In this moment of crisis, we are all understandably concerned for our own loved ones. But we cannot turn our backs on those Californians that for decades have been underserved and neglected by their government. While clean water is a basic human right and paramount for public health, an estimated one million Californians currently lack access to safe drinking water.
Governor Newsom and local public health officials across the state have ordered people to stay in their homes and to wash their hands – but you cannot shelter-in-place without access to clean water. Vulnerable communities across California in both rural and urban locations, who are largely low-income families and people of color, face the possibility of imminent disruption to their water service due to inability to pay. This threatens public safety and puts a rapidly growing number of families at risk who are struggling financially. California needs to ban water shutoffs during this crisis. Turning off the tap for families in need undermines California’s commitment to safe, affordable drinking water, and threatens to undermine California’s efforts to combat the spread of COVID-19.

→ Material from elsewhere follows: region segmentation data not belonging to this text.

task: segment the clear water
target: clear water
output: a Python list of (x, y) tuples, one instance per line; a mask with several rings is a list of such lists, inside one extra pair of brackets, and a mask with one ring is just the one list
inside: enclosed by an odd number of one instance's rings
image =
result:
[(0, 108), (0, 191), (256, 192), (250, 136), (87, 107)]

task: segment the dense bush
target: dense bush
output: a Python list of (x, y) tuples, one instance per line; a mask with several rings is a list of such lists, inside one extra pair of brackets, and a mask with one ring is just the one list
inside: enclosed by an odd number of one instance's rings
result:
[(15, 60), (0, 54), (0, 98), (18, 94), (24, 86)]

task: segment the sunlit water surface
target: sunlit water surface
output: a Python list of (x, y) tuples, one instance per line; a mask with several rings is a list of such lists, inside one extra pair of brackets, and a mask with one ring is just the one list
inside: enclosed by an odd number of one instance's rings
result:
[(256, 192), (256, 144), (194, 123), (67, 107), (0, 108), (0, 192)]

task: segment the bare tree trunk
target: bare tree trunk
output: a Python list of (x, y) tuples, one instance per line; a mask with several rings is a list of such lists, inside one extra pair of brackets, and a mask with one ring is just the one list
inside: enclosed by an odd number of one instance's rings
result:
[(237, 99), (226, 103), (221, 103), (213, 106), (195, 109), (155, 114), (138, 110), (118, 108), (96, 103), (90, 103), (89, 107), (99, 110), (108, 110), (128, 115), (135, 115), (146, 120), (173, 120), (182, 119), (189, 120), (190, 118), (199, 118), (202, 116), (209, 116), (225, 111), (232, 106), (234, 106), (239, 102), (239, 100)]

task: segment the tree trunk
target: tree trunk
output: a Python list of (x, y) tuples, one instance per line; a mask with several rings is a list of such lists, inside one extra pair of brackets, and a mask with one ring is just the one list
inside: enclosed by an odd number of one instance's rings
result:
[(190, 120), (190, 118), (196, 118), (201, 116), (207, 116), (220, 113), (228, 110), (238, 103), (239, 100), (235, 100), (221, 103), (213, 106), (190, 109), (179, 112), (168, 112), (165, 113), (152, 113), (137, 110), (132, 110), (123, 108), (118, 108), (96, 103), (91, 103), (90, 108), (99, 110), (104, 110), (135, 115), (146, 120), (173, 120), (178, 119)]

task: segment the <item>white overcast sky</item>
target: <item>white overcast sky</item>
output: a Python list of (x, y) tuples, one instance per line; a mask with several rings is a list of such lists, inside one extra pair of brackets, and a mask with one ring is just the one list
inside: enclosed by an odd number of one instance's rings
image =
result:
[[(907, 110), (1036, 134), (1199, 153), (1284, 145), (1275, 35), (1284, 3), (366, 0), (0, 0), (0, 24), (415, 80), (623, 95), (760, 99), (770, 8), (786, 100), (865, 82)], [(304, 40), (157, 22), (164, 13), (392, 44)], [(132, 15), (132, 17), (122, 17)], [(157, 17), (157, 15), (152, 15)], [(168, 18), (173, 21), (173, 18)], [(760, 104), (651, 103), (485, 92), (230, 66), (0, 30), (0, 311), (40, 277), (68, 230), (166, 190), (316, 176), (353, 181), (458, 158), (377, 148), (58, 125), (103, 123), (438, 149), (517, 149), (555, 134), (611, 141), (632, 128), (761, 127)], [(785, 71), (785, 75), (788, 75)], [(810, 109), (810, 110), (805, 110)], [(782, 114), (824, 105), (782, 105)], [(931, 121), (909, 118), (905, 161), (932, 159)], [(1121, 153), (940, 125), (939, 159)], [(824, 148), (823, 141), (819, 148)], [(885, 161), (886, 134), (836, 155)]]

You can also do your part – stop hoarding bottled water! For these underserved communities, bottled water is the only option because their tap water is polluted or has been turned off. The mass hysteria surrounding COVID-19 has led to many Californians hoarding bottled water despite no evidence that the virus threatens our drinking water supplies. Per the World Health Organization, the COVID-19 virus has not been detected in drinking water supplies because widely-used water treatment methods kill the virus. Your stockpiling is forcing families to choose between drinking and cooking with contaminated water to comply with the Governor’s shelter-in-place order, and being forced to travel much farther to find safe alternative drinking water sources.
Governor Newsom and elected leaders need to place an immediate statewide moratorium on water shutoffs. And you need to do your part by saying ‘no’ to bottled water. Without both, we are putting our underserved communities at even more of a risk.